Have a good weekend everyone and please hug the people you love.

OBB

Tuesday, January 3, 2012

The Long Road

It is my first entry of 2012 and what do I have to say? Well lots of things as per usual. Happy new year to everyone and I hope the next 12 months bring only happiness and good health for all (with a special shout to my little family!).

Since the tree has gone down, the cute decorations put away and life returned pretty much to normal, I have been thinking about how I will carry on this blog in the new year. I know I began this blog as a chronicle of my cancer journey and I guess in some ways that journey continues on albeit in a different way.
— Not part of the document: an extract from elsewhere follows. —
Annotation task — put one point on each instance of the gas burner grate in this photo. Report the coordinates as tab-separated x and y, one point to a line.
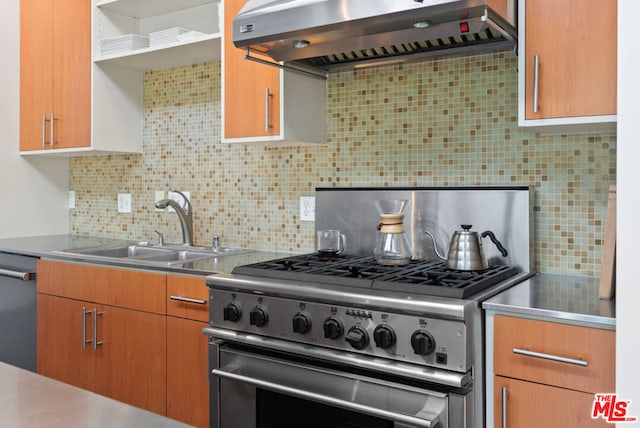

I am only 2 weeks out of finishing my treatment so not long ago at all and my full recovery will still take quite some time. But to be honest after 2 days on my own, free from cancer treatment, I am feeling slightly lost. As I have written before - I have never been very successful at entertaining myself and now I have alot of time with...well me. I am trying to find new hobbies, starting back at the gym, doing my daily yoga and meeting up with different friends. But I am now finding out that cancer treatment takes up alot of your time. My days raced by sometimes without me doing very much but I think just getting through each day took all my energy. Now things are moving much slower. And with an idle brain and body comes too much time to think and thinking for me is dangerous territory. I started reading a book about how cancer patients feel post treatment and I ticked every box. Terrified of a recurrence - yup, think every ache and pain is cancer - yup, feel like I was pushed off a cliff - yup. Well I guess that makes me normal and like I have always said - normal is good. This transition is going to take alot more work then I thought. I sometimes think that maybe if i had a job to go back to perhaps I would feel more purpose right now. Of course I know my main jobs right now are to get healthy and strong, be a loving wife and a wonderful mother however I have this urge to be more useful. Patience is a virtue and I clearly need to practice it more.

So in terms of what is up ahead for me - things are complicated. The road has just gottten longer for OBB and she is tired! Due to my age and difficult diagnosis, my doctors have advised me (or rather told me)to have further preventative surgeries. Maybe OBB is going to have consider another name change eh? It kinda feels like I just played the longest football match of my life and then am being asked to play another 2 hours with no break. It is slightly demoralising and makes me of course angry. This cancer melarky just keeps going and I want out of it. But then I remind myself that my priority is to be here for my daughter. To be able to watch her start school, find her hidden talents, fall in love for the first time and eventually find herself. I also want to grow old with my husband. To travel the world together, to find the quiet moments, to reminiscense over the past and to eventually sit and watch the sunset with our grey hairs blowing in the wind (or rather mine as my husband has none!). So by wanting to give myself the best shot at being here, I must make more sacrifices at a time when I honestly dont want to give anymore. But of course I will. And I think that most people would make the same call in my situation. I love life and the fact I am so scared of having it taken from me only demonstrates how much I love living which I think is a very good thing.

I will keep you posted on the next steps as it will all happen soon. I just want to close this door once and for all and open the other one that has the rainbow on the other side.